Art.3. Om in aanmerking te worden genomen :
  1° [1 de werken dienen te worden uitgevoerd overeenkomstig de voorschriften van de artikelen R.193 tot R.200 van de nitraatreglementatie;]1
  2° moeten de infrastructuren waterdicht zijn, een voldoende capaciteit hebben en ingericht worden om het onbeheersbare binnensijpelen van afvloeiend hemelwater of van dakwater te voorkomen;
  3° moeten de nieuwe opslaginfrastructuren voor aalt, gier of mestvocht uitgerust zijn met een drainagesysteem dat een gemakkelijke en constante verificatie van de waterdichtheid van het gebouw mogelijk maakt;
  4° mogen de infrastructuren geen ander water ontvangen dan het onvermijdelijke regenwater.
  ----------
  (1)<MB 2007-12-28/32, art. 3, 003; Inwerkingtreding : 01-01-2007>

Art.4. Worden in geen geval in aanmerking genomen :
  1° inrichtingen om het onbeheersbare binnensijpelen van afvloeiend hemelwater of van dakwater te voorkomen;
  2° de inrichtingen bestemd voor het beheer, de opvang of de opslag van hof-, dak-, wit en afvloeiend hemelwater;
  3° de sloop, de opvulling of de ontruiming van vervallen infrastructuren.

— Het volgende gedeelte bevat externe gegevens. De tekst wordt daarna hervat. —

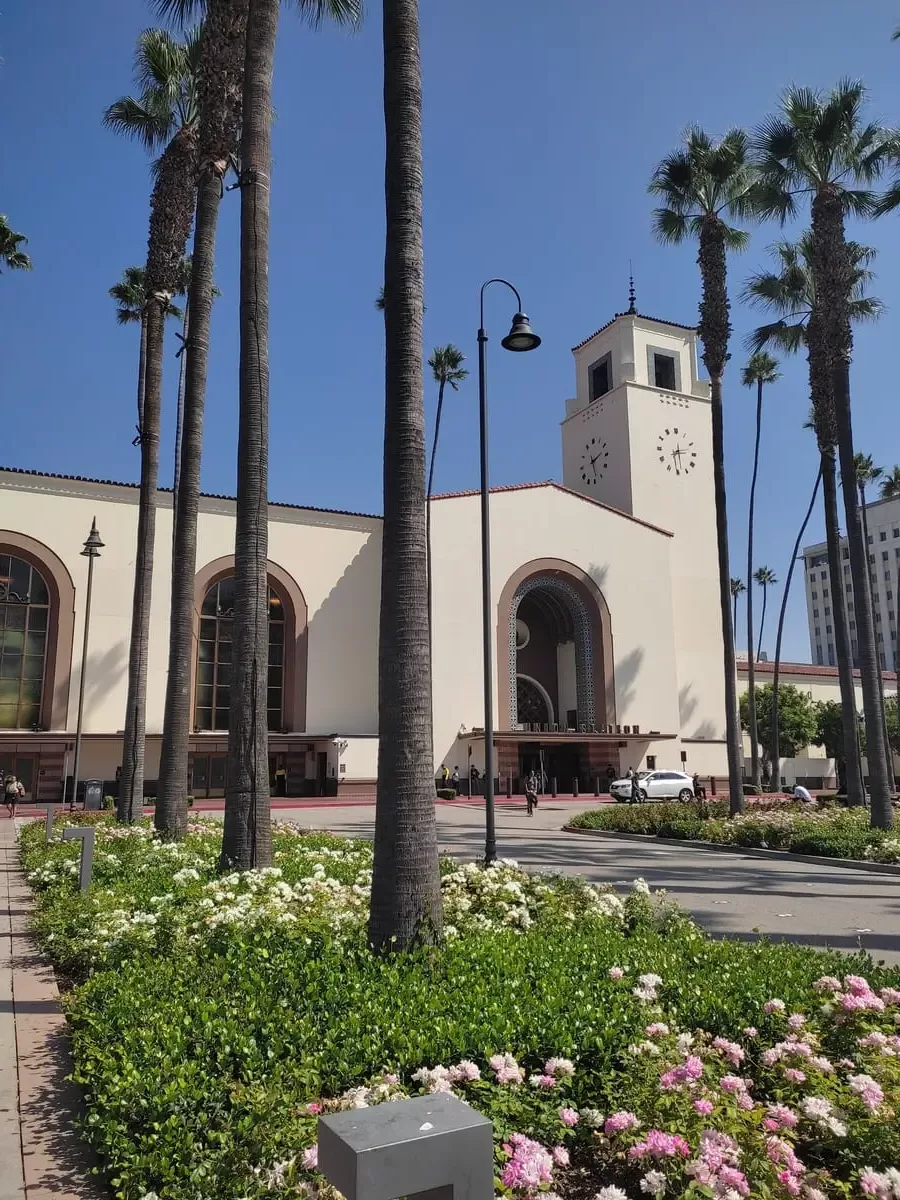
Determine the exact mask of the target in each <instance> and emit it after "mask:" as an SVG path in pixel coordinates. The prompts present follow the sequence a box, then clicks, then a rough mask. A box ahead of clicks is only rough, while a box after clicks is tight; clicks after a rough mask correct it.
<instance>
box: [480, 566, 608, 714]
mask: <svg viewBox="0 0 900 1200" xmlns="http://www.w3.org/2000/svg"><path fill="white" fill-rule="evenodd" d="M497 618H498V619H497V660H498V683H499V695H498V700H499V713H498V716H499V721H498V728H499V730H516V728H522V727H524V726H528V727H536V728H538V730H540V731H541V732H559V731H565V730H566V728H574V730H580V728H581V727H584V728H587V730H592V728H600V727H602V726H604V725H611V724H614V720H616V692H614V679H613V654H612V629H611V620H610V610H608V607H607V605H606V600H605V598H604V594H602V593H601V590H600V588H599V587H598V586H596V583H595V582H594V580H592V578H590V576H589V575H588V574H587V572H586V571H582V570H581V569H580V568H577V566H575V565H574V564H572V563H565V562H563V560H560V559H535V560H533V562H532V563H527V564H524V565H523V566H521V568H520V569H518V570H517V571H516V572H515V574H514V575H512V576H511V577H510V578H509V580H508V581H506V584H505V587H504V589H503V593H502V595H500V601H499V605H498V613H497Z"/></svg>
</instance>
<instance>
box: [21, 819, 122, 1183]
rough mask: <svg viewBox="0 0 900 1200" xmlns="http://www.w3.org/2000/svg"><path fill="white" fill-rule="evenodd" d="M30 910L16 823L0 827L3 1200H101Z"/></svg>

Art.5. Voor elk huisvestingssysteem en diercategorie, wordt de maximale dimensionering van de in aanmerking komende opslagcapaciteit berekend op grond van het product van twee getallen :
  1° [1 het eerste, betreffende het aantal dieren, neemt het grootste van volgende aantallen in aanmerking : hetzij het toegestaan aantal dieren of die kunnen worden gehuisvestigd in de gebouwen op 9 december 2002, hetzij het gemiddelde aantal dieren die in 2002 gehouden zijn en berekend op grond van het SANITEL-bestand of, bij gebrek aan die laatste verwijzing, op grond van elk bewijsstuk mbt de samenstelling van de veestapel.
   Voor het bijzondere geval van de eenheden van pluimveehouderijen die zuivere pluimveemest voortbrengen, gekenmerkt door een droge stofgehalte hoger dan 55° is de referentiedatum waarmee rekening gehouden moet worden voor het aantal pluimveestuks evenwel 1 januari 2007;]1
  2° [1 het tweede, betreffende het productievolume van dierlijke mest per diercategorie, staat vermeld in bijlage XXII bij de nitraatreglementatie.

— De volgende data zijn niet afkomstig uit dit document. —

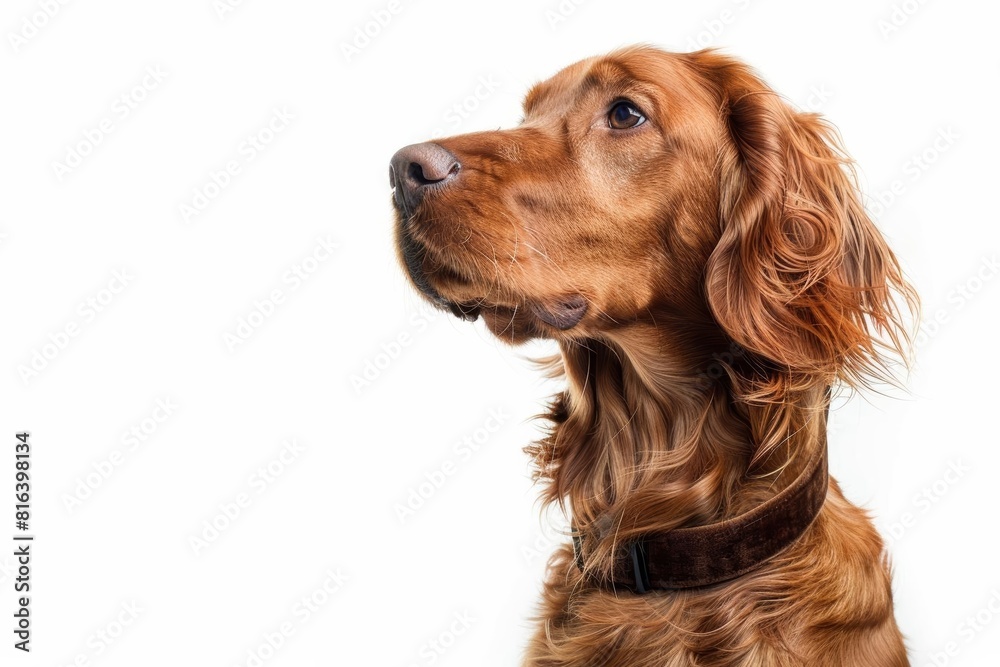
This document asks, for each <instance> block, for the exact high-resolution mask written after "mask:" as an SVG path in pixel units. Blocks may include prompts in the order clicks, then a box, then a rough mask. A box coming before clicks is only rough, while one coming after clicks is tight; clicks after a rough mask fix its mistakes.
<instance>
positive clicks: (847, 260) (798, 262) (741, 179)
mask: <svg viewBox="0 0 1000 667" xmlns="http://www.w3.org/2000/svg"><path fill="white" fill-rule="evenodd" d="M715 76H716V77H717V78H718V79H719V82H720V83H719V88H718V90H720V91H721V92H722V94H723V98H724V102H723V110H722V112H723V118H724V122H725V124H726V128H727V133H728V136H727V137H725V140H724V141H723V145H724V148H723V150H722V154H721V155H720V161H719V169H720V183H721V201H720V203H719V216H720V224H721V240H720V242H719V244H718V245H717V247H716V248H715V250H714V251H713V254H712V256H711V258H710V260H709V263H708V267H707V272H706V280H707V282H706V287H707V296H708V300H709V305H710V307H711V309H712V312H713V314H714V316H715V318H716V319H717V320H718V322H719V323H720V324H721V325H722V327H723V329H724V330H725V331H726V332H727V334H728V335H729V336H730V337H731V338H732V339H733V340H734V341H735V342H736V343H738V344H739V345H741V346H743V347H744V348H746V349H748V350H750V351H752V352H754V353H756V354H757V355H760V356H762V357H764V358H766V359H769V360H771V361H772V362H773V363H774V364H776V365H777V366H778V367H779V368H781V369H783V370H786V371H789V372H791V373H794V374H795V375H797V376H800V377H805V376H808V377H811V378H815V379H817V380H819V381H822V382H825V383H827V384H829V383H831V382H833V381H834V380H837V379H840V380H842V381H845V382H847V383H848V384H850V385H852V386H857V385H859V384H865V383H866V381H867V380H868V379H869V378H872V377H875V378H880V379H890V378H891V375H892V374H891V373H890V372H888V369H887V367H886V357H885V356H884V354H885V353H886V352H892V353H895V354H897V355H899V356H901V357H903V358H904V360H905V358H906V352H905V350H906V346H907V344H908V335H907V331H908V325H907V324H906V323H905V322H904V319H903V315H904V313H903V312H902V311H903V310H904V309H903V308H902V307H901V306H905V307H906V308H908V309H910V310H914V311H915V309H916V298H915V296H914V292H913V290H912V288H910V287H909V286H908V285H907V283H906V282H905V280H904V278H903V275H902V271H901V270H900V267H899V264H898V262H897V260H896V258H895V256H894V255H893V253H892V251H891V250H890V249H889V247H888V245H887V244H886V242H885V239H884V238H883V237H882V235H881V234H880V233H879V231H878V230H877V229H876V228H875V226H874V224H873V223H872V221H871V220H870V219H869V217H868V215H867V214H866V213H865V210H864V207H863V206H862V204H861V201H860V200H859V197H858V193H857V188H856V186H855V179H854V177H853V172H852V171H851V170H850V165H849V163H848V161H847V159H846V157H845V156H844V153H843V151H842V150H841V149H840V146H839V142H838V139H837V135H836V133H835V131H834V130H833V129H832V128H831V127H830V126H829V125H828V124H826V123H825V122H824V121H823V120H821V119H820V118H819V117H818V116H817V115H816V114H806V113H798V112H796V111H794V110H793V109H792V108H791V107H789V106H788V105H787V104H786V103H785V102H784V101H783V100H781V98H780V97H778V96H777V95H776V94H775V93H774V92H773V91H771V90H770V89H769V88H767V86H765V85H764V84H763V83H762V82H760V81H759V79H757V78H756V77H755V76H754V75H753V74H752V73H751V72H750V71H749V69H747V68H746V67H744V66H742V65H740V64H738V63H732V62H731V63H730V64H729V65H728V66H726V67H722V68H718V69H716V71H715ZM899 297H902V299H901V300H899Z"/></svg>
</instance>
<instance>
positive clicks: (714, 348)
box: [534, 323, 826, 549]
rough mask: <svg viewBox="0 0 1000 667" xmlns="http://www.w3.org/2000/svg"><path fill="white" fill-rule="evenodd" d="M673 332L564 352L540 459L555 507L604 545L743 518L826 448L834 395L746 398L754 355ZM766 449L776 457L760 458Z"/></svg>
mask: <svg viewBox="0 0 1000 667" xmlns="http://www.w3.org/2000/svg"><path fill="white" fill-rule="evenodd" d="M681 330H683V329H681ZM667 331H669V329H668V328H666V327H663V326H662V323H661V324H660V326H655V327H654V326H636V327H632V328H628V329H624V330H620V331H618V332H615V334H613V335H611V336H608V337H606V339H605V340H602V341H597V340H589V341H587V342H585V343H579V344H578V343H563V344H562V364H563V370H564V372H565V375H566V377H567V380H568V382H569V388H568V390H567V391H566V392H565V393H564V394H563V395H561V396H558V397H557V398H556V401H555V404H554V405H553V410H552V414H551V419H552V421H553V422H554V427H553V429H552V433H551V435H550V436H549V437H548V438H547V439H546V440H544V441H542V442H540V443H539V444H538V445H537V446H536V447H535V449H534V453H535V455H536V461H537V462H538V464H539V474H540V476H541V477H545V478H548V479H550V481H551V483H550V486H549V489H548V492H547V496H546V499H547V500H549V501H557V502H560V503H565V502H566V501H568V503H569V506H570V507H569V508H568V509H570V510H571V512H572V515H573V517H572V518H573V522H574V524H575V525H576V526H577V527H578V528H579V529H581V530H585V531H588V532H591V533H595V534H597V535H598V536H599V537H600V536H602V535H613V536H614V539H615V540H617V541H621V540H624V539H627V538H629V537H631V536H639V535H643V534H647V533H650V532H658V531H659V532H662V531H666V530H671V529H673V528H678V527H682V526H692V525H702V524H705V523H709V522H711V521H714V520H720V519H724V518H728V517H730V516H733V515H735V514H738V513H740V512H742V511H745V510H747V509H749V508H751V507H753V506H755V505H759V504H760V503H762V502H764V501H766V500H768V499H769V498H771V497H773V496H774V495H775V494H776V493H777V492H778V491H780V490H781V489H782V488H783V487H784V486H785V485H787V484H788V483H789V482H790V481H791V480H793V479H794V478H795V477H796V476H797V475H798V474H799V472H800V471H801V470H802V467H803V466H804V465H805V462H806V460H807V459H808V457H809V455H810V454H811V453H812V451H813V450H815V448H816V447H819V446H822V443H824V442H825V441H824V439H823V438H822V437H821V436H822V434H823V433H824V432H825V428H826V419H825V407H826V388H825V387H812V388H808V389H803V390H797V391H795V393H794V394H789V395H787V396H786V399H787V400H785V401H782V402H780V403H774V402H755V401H747V400H743V399H744V398H745V395H743V394H741V392H746V385H747V383H746V382H745V381H744V380H745V378H742V377H741V374H745V373H747V369H748V368H754V367H755V366H757V367H759V364H758V363H757V361H756V360H755V359H753V358H752V356H751V355H750V353H747V352H745V351H743V350H741V349H739V348H738V347H736V346H732V345H731V344H729V343H727V342H726V341H725V340H724V339H723V338H722V337H721V336H720V337H719V338H718V339H716V340H689V341H682V340H679V339H678V337H676V336H670V335H668V334H667V333H666V332H667ZM769 443H770V444H769ZM774 443H778V444H774ZM762 446H766V447H768V448H769V449H770V451H769V453H768V454H767V455H765V456H764V457H762V458H760V457H757V455H758V454H759V452H760V448H761V447H762ZM755 457H756V458H755ZM608 548H609V549H610V548H611V546H609V547H608Z"/></svg>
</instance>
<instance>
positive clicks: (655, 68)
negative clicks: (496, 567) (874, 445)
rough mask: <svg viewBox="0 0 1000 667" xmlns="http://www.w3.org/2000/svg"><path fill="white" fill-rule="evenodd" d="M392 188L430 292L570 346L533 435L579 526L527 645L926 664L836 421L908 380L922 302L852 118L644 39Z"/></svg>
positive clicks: (782, 666) (549, 566) (418, 269)
mask: <svg viewBox="0 0 1000 667" xmlns="http://www.w3.org/2000/svg"><path fill="white" fill-rule="evenodd" d="M390 185H391V186H392V188H394V190H393V195H392V201H393V204H394V209H395V212H396V216H395V218H396V222H395V240H396V247H397V254H398V257H399V260H400V263H401V266H402V267H403V269H404V271H405V272H406V274H407V275H408V277H409V279H410V281H411V282H412V283H413V285H414V286H415V287H416V289H417V290H418V291H419V292H420V293H421V294H422V295H423V296H424V297H425V298H426V299H427V300H429V301H430V302H431V303H433V304H435V305H436V306H438V307H440V308H442V309H445V310H447V311H450V312H452V313H454V314H455V315H456V316H458V317H460V318H463V319H467V320H475V319H477V318H480V317H481V318H482V319H483V320H484V322H485V325H486V327H487V328H488V329H489V330H490V331H491V332H492V333H493V334H494V335H495V336H496V337H497V338H499V339H501V340H503V341H506V342H508V343H510V344H514V345H516V344H518V343H521V342H524V341H527V340H529V339H532V338H549V339H553V340H555V341H557V343H558V347H559V355H558V357H557V358H556V359H553V360H549V362H548V363H549V365H550V368H551V370H552V371H553V372H555V373H557V374H561V375H562V376H563V377H564V378H565V381H566V389H565V391H563V392H562V393H560V394H558V395H557V396H555V397H554V398H553V400H552V403H551V405H550V406H549V409H548V411H547V415H546V418H547V420H548V423H547V426H548V428H547V432H546V433H545V436H544V437H543V438H542V439H541V440H540V441H539V442H537V443H535V444H533V445H531V446H529V447H528V448H527V451H528V452H529V453H530V454H531V455H532V456H533V457H534V462H535V466H536V475H537V479H538V481H539V482H540V483H542V484H543V485H544V491H543V500H544V501H545V502H546V503H554V504H556V505H558V506H560V507H561V508H562V509H563V511H564V512H565V513H566V515H567V516H568V518H569V520H570V525H571V526H572V535H571V536H570V537H571V538H572V539H569V538H568V539H567V541H566V544H564V545H563V546H562V547H561V548H559V549H558V550H557V551H556V552H555V554H554V555H553V556H552V558H551V559H550V561H549V565H548V573H547V579H546V582H545V584H544V591H543V599H542V602H541V607H540V613H539V618H538V627H537V631H536V632H535V634H534V636H533V638H532V639H531V641H530V644H529V646H528V647H527V650H526V653H525V657H524V663H523V664H524V665H527V666H531V667H543V666H544V667H555V666H557V665H566V666H570V665H573V666H580V665H621V666H628V667H647V666H648V667H653V666H655V667H681V666H693V665H697V666H698V667H723V666H725V667H734V666H740V667H749V666H767V667H785V666H789V667H790V666H793V665H796V666H798V665H809V666H811V667H823V666H830V667H834V666H836V667H843V666H845V665H849V666H862V665H863V666H865V667H901V666H903V665H908V664H909V662H908V660H907V655H906V649H905V646H904V639H903V636H902V634H901V633H900V630H899V628H898V627H897V625H896V622H895V618H894V616H893V606H892V589H891V572H890V568H889V563H888V560H887V556H886V553H885V549H884V546H883V542H882V539H881V538H880V536H879V534H878V533H877V532H876V530H875V528H874V526H873V524H872V522H871V520H870V519H869V517H868V516H867V514H866V513H865V512H864V511H863V510H862V509H860V508H858V507H856V506H855V505H853V504H851V503H850V502H849V501H848V500H846V499H845V498H844V495H843V494H842V492H841V490H840V488H839V486H838V485H837V483H836V481H835V480H833V479H831V478H830V477H829V475H828V473H827V467H826V423H827V411H828V407H829V404H830V401H831V394H832V391H833V390H835V389H836V388H838V387H847V388H850V389H859V388H865V387H868V386H870V385H872V384H873V383H878V382H882V381H892V380H893V378H894V375H895V370H896V367H897V366H898V365H899V362H900V361H905V360H906V358H907V353H908V350H909V346H910V340H911V338H912V330H911V328H910V327H911V325H910V324H908V322H909V321H912V320H908V319H907V316H908V315H910V314H911V313H916V312H917V308H918V306H919V304H918V300H917V296H916V294H915V292H914V290H913V288H912V287H911V286H910V285H909V284H908V282H907V281H906V279H905V277H904V275H903V272H902V270H901V268H900V264H899V262H898V260H897V258H896V257H895V256H894V254H893V253H892V251H891V250H890V248H889V246H888V244H887V243H886V240H885V239H884V237H883V236H882V234H881V233H880V232H879V231H878V230H877V229H876V227H875V225H874V224H873V223H872V221H871V220H870V218H869V217H868V215H867V214H866V213H865V210H864V207H863V205H862V203H861V200H860V196H859V193H858V189H857V186H856V181H855V179H854V176H853V172H852V168H851V163H850V161H849V159H848V158H847V156H846V154H845V153H844V151H843V149H842V148H841V147H840V140H839V137H838V135H837V133H836V132H835V130H834V129H833V128H832V127H831V126H830V125H829V124H828V123H826V122H825V121H824V120H823V119H821V118H820V117H819V116H817V115H816V114H812V113H802V112H799V111H797V110H795V109H793V108H792V107H791V106H790V105H789V104H788V103H786V102H785V101H783V99H782V98H781V97H780V96H779V95H778V94H777V93H775V92H774V91H773V90H771V89H770V88H769V87H768V86H767V85H766V84H765V83H764V82H763V81H762V80H761V78H760V77H759V76H758V75H757V74H755V73H754V71H753V70H752V69H750V68H749V67H748V66H746V65H745V64H743V63H742V62H740V61H738V60H736V59H734V58H732V57H729V56H727V55H724V54H721V53H719V52H717V51H714V50H703V51H697V52H693V53H667V52H664V51H661V50H657V49H655V48H652V47H649V46H636V47H630V48H626V49H622V50H618V51H615V52H613V53H611V54H609V55H607V56H602V57H595V58H590V59H587V60H583V61H581V62H578V63H576V64H574V65H571V66H569V67H567V68H566V69H564V70H562V71H561V72H559V73H558V74H556V75H555V76H554V77H553V78H551V79H549V80H548V81H545V82H542V83H540V84H538V85H536V86H535V87H533V88H532V89H531V90H530V91H529V92H528V94H527V96H526V98H525V100H524V118H523V120H522V122H521V124H520V125H519V126H518V127H516V128H514V129H509V130H502V131H490V132H477V133H471V134H464V135H460V136H453V137H449V138H445V139H438V140H435V141H434V142H432V143H421V144H415V145H411V146H407V147H405V148H403V149H401V150H400V151H398V152H397V153H396V154H395V155H394V156H393V157H392V159H391V162H390Z"/></svg>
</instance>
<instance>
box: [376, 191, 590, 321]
mask: <svg viewBox="0 0 1000 667" xmlns="http://www.w3.org/2000/svg"><path fill="white" fill-rule="evenodd" d="M396 209H397V212H398V213H399V215H398V222H397V225H398V226H397V232H398V233H397V244H398V250H399V256H400V260H401V262H402V264H403V266H404V267H405V269H406V273H407V275H408V276H409V278H410V281H411V282H412V283H413V285H414V286H415V287H416V288H417V290H418V291H419V292H420V293H421V294H422V295H423V296H424V297H425V298H426V299H427V300H428V301H430V302H431V303H432V304H434V305H435V306H437V307H439V308H441V309H442V310H446V311H449V312H451V313H452V314H453V315H455V317H458V318H459V319H462V320H466V321H469V322H474V321H476V320H477V319H479V316H480V315H481V314H482V313H483V312H484V311H490V313H491V315H492V316H493V317H495V318H498V319H513V318H514V317H515V316H516V315H517V313H518V312H521V313H525V312H526V313H530V314H532V315H534V317H535V318H537V319H538V320H540V321H541V322H544V323H545V324H547V325H548V326H549V327H551V328H553V329H556V330H557V331H568V330H569V329H572V328H573V327H575V326H576V325H577V324H579V322H580V321H581V320H582V319H583V317H584V315H586V313H587V310H588V306H589V302H588V300H587V299H586V298H585V297H584V296H583V295H582V294H577V293H570V294H566V295H563V296H560V297H558V298H547V299H529V298H525V299H516V300H511V301H510V302H508V303H493V302H490V301H488V300H487V299H486V298H485V297H483V298H475V299H468V298H463V299H455V298H450V297H449V296H446V295H445V294H442V292H441V290H440V289H439V288H438V287H436V286H435V285H434V284H432V281H431V279H430V277H429V276H428V273H427V269H426V266H427V264H428V257H427V255H428V253H429V252H430V250H429V249H428V246H427V245H426V244H425V243H423V242H421V241H420V240H419V239H417V238H416V236H415V235H414V233H413V230H412V220H411V219H410V217H409V216H408V215H407V213H406V208H405V206H404V205H402V204H398V205H397V206H396ZM433 259H434V261H433V264H434V276H435V282H436V283H438V285H441V286H442V288H443V289H445V291H450V290H449V289H448V287H450V288H452V289H455V288H460V291H463V292H467V291H469V290H471V289H473V286H474V284H475V281H474V280H473V279H471V278H469V277H468V276H466V275H464V274H463V273H462V271H461V270H460V269H457V268H454V267H452V266H449V265H448V264H447V263H444V262H442V261H441V259H440V257H439V256H438V255H437V254H436V255H435V256H434V258H433ZM444 286H447V287H444Z"/></svg>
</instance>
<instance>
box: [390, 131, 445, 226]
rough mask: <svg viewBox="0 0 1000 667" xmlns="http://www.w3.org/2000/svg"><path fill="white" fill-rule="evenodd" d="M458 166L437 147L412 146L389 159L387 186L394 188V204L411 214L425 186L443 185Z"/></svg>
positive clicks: (417, 144)
mask: <svg viewBox="0 0 1000 667" xmlns="http://www.w3.org/2000/svg"><path fill="white" fill-rule="evenodd" d="M461 167H462V165H461V164H460V163H459V162H458V159H456V158H455V156H454V155H452V154H451V153H450V152H449V151H447V150H446V149H445V148H444V147H442V146H439V145H438V144H435V143H429V142H428V143H423V144H413V145H411V146H407V147H405V148H401V149H399V150H398V151H396V154H395V155H393V156H392V160H391V161H390V162H389V185H390V186H391V187H394V188H396V195H395V196H396V202H397V203H398V204H400V205H401V206H403V207H404V208H406V209H407V210H411V211H412V210H413V207H414V206H416V205H417V204H419V203H420V200H421V199H422V198H423V196H424V193H425V192H426V190H427V187H428V186H431V185H438V184H441V183H445V182H447V181H448V180H450V179H452V178H453V177H454V176H455V174H457V173H458V171H459V169H461Z"/></svg>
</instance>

   De berekening van de in aanmerking komende maximum dimensionering kan worden uitgevoerd op grond van andere normen als een afwijking wordt verkregen krachtens de artikelen R.197, § 7, R.198, § 8 en R.199, § 3, van de nitraatreglementatie.
   Indien de mestkuip gelegen is onder een roosterstal, wordt in de berekening van het opslagvolume geen rekening gehouden met de 10 eerste centimeter gelegen over de gehele oppervlakte van de kuip.

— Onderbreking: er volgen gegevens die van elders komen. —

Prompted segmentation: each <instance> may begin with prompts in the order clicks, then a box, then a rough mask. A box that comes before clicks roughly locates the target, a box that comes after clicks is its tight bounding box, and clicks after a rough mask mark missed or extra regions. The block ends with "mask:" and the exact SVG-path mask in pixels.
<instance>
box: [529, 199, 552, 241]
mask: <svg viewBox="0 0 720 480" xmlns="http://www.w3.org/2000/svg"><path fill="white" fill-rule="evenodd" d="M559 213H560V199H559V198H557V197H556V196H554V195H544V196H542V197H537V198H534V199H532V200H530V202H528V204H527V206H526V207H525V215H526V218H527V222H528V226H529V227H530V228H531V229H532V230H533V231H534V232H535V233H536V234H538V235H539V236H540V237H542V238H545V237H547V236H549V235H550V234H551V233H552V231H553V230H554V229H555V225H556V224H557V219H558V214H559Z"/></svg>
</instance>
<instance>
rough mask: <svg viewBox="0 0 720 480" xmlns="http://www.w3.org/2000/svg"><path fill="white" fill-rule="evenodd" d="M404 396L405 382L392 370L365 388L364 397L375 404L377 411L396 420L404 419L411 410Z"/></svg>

   In afwijking van artikel 4 van dit besluit kan, wanneer een opslagkuip voor dierlijke mest ook gebruikt wordt voor de opslag van bruin water en/of voor specifiek water verbonden met de melkveehouderij, overeenkomstig artikel R.199, § 3, van de nitraatreglementering een hogere dimensionering in aanmerking worden genomen op voorwaarde dat die handelingen worden uitgevoerd inzonderheid met inachtneming van de sanitaire normen, van het dierenwelzijn of van het goede landbouwkundige beheer. Het storten van wit water dat chloorhoudende reinigingsproducten bevat in de mestkuip wordt meer bepaald toegelaten met strikte inachtneming van de doseringen aanbevolen door de fabricanten van dergelijke reinigingsproducten.]1
  ----------
  (1)<MB 2007-12-28/32, art. 4, 003; Inwerkingtreding : 01-01-2007>

Art.6. [1 Ongeacht de financieringswijze van de werken, via kredietname of uit eigen gelden, bestaat de steun in een kapitaalpremie die gelijk is aan maximum 40 % van het bedrag van de in aanmerking komende investering. Die wordt betaald in één schijf als het bedrag lager is dan euro 10 000, in twee schijven als het bedrag tussen euro 10 000 en 20 000 schommelt en in drie schijven als het bedrag hoger is dan euro 20 000.]1
  Het minimum bedrag van de in aanmerking komende investering wordt vastgesteld op 2.500,00 EUR buiten BTW.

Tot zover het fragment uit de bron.